Step 2: How to save the redirects

Reading and saving redirects requires keeping a separate JSON object to make sure the redirects are up to date. Now, what about:

  • Circular redirects. For example, if the path /latest-news was changed to /news and then back to /latest-news, then the redirects /latest-news -> /news and /news -> /latest-news would be added. That would create an infinite redirect loop. The solution is to keep the latest redirect of /news -> /latest-news and remove any redirects that are from /latest-news to anything else.

  • Transitional redirects, What if /latest-news is changed to /recent-news and then to /news? By default, that would create redirects for /latest-news -> /recent-news and /recent-news -> /news. It’s not bad per se, but it’s a bit redundant to have to jump through two hoops from /latest-news. Instead, the redirect of /latest-news -> /recent-news should be changed to /latest-news -> /news

  • Pages that have been totally removed. Anything that redirects to them should be deleted. The plugin does this as well. Check! 

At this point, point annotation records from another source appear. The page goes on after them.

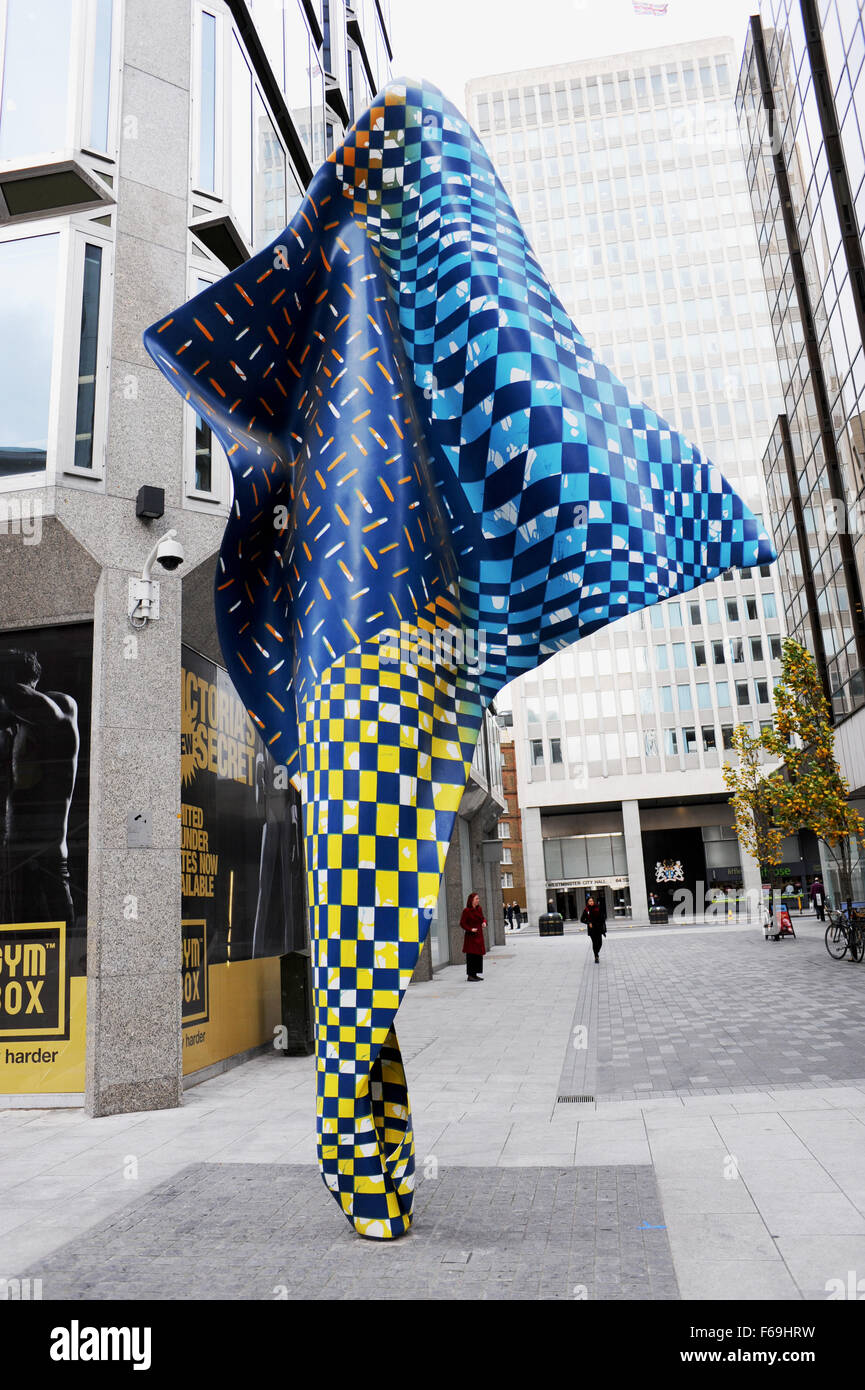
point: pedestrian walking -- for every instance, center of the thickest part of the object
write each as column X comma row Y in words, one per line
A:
column 818, row 898
column 594, row 916
column 474, row 948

The plugin also calls Gatsby’s createRedirect action to tell Gatsby that these redirects should be created. However, the plugin does not implement the redirect creation itself, as this depends on the hosting solution. There are plenty of other plugins for that, such as gatsby-plugin-meta-redirect, gatsby-plugin-s3, gatsby-plugin-nginx-redirect, and others. Without such a plugin, the redirects won’t work.

Step 3: Storing the pages and redirects JSON objects

The easiest solution to store pages and redirects JSON objects is the file system. We can read the JSON objects from files and then store them right back again. Should one wish to have any custom redirects, we can also manually edit the redirects file. The files need to be a part of the repository, though, so that the latest data is always available.

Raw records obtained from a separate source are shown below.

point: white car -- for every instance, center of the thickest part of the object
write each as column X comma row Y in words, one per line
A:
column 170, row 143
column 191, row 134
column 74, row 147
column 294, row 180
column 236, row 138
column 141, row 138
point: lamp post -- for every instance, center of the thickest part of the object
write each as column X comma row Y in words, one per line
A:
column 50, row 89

For wunderdog.fi, this was implemented via the GitHub git-auto-commit-action running right after the site build. If someone wants to read and store the page and redirect JSONs somewhere else (e.g., a CMS or a database), the plugin allows it via the getData and saveData options.

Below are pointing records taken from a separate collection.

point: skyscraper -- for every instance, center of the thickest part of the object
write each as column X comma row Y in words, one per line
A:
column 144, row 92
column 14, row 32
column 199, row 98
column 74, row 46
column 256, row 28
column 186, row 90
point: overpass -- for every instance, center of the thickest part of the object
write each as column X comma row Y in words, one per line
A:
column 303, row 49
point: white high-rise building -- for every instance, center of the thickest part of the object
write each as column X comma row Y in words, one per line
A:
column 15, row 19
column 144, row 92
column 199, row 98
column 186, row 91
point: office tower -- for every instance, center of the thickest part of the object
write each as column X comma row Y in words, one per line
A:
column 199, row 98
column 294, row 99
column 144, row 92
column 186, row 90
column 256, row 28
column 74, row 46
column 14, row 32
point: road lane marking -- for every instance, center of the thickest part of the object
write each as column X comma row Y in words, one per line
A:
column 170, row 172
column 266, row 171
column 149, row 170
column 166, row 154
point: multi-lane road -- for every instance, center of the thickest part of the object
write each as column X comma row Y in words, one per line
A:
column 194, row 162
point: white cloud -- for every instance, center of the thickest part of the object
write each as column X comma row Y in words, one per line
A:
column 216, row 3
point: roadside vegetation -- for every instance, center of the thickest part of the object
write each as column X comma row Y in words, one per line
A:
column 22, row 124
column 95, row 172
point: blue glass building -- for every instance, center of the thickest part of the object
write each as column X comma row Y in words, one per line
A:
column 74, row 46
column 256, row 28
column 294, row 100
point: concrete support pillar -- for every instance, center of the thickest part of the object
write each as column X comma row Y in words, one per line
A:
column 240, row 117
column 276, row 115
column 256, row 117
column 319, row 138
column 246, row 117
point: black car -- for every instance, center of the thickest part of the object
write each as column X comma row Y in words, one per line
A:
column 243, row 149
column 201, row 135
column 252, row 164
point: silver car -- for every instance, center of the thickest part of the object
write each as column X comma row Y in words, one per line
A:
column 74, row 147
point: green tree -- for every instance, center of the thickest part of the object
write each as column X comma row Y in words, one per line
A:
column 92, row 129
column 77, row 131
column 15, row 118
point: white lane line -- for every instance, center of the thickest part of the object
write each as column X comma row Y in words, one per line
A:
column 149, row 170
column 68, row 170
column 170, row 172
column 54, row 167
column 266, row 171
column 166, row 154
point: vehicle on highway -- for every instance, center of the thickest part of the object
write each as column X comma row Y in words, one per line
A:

Step 4: An up-and-running Gatsby plugin for everyone

gatsby-plugin-automatic-redirects was first developed as a local Gatsby plugin for wunderdog.fi. After being up and running for several weeks, the plugin seemed stable. It even worked and created a redirect for a blog post. There didn’t seem to be any implications to the build time either. I decided to release it to the public as open-source, and I hope that it will help you and your users reach your website and keep your SEO scores with as many path changes as possible.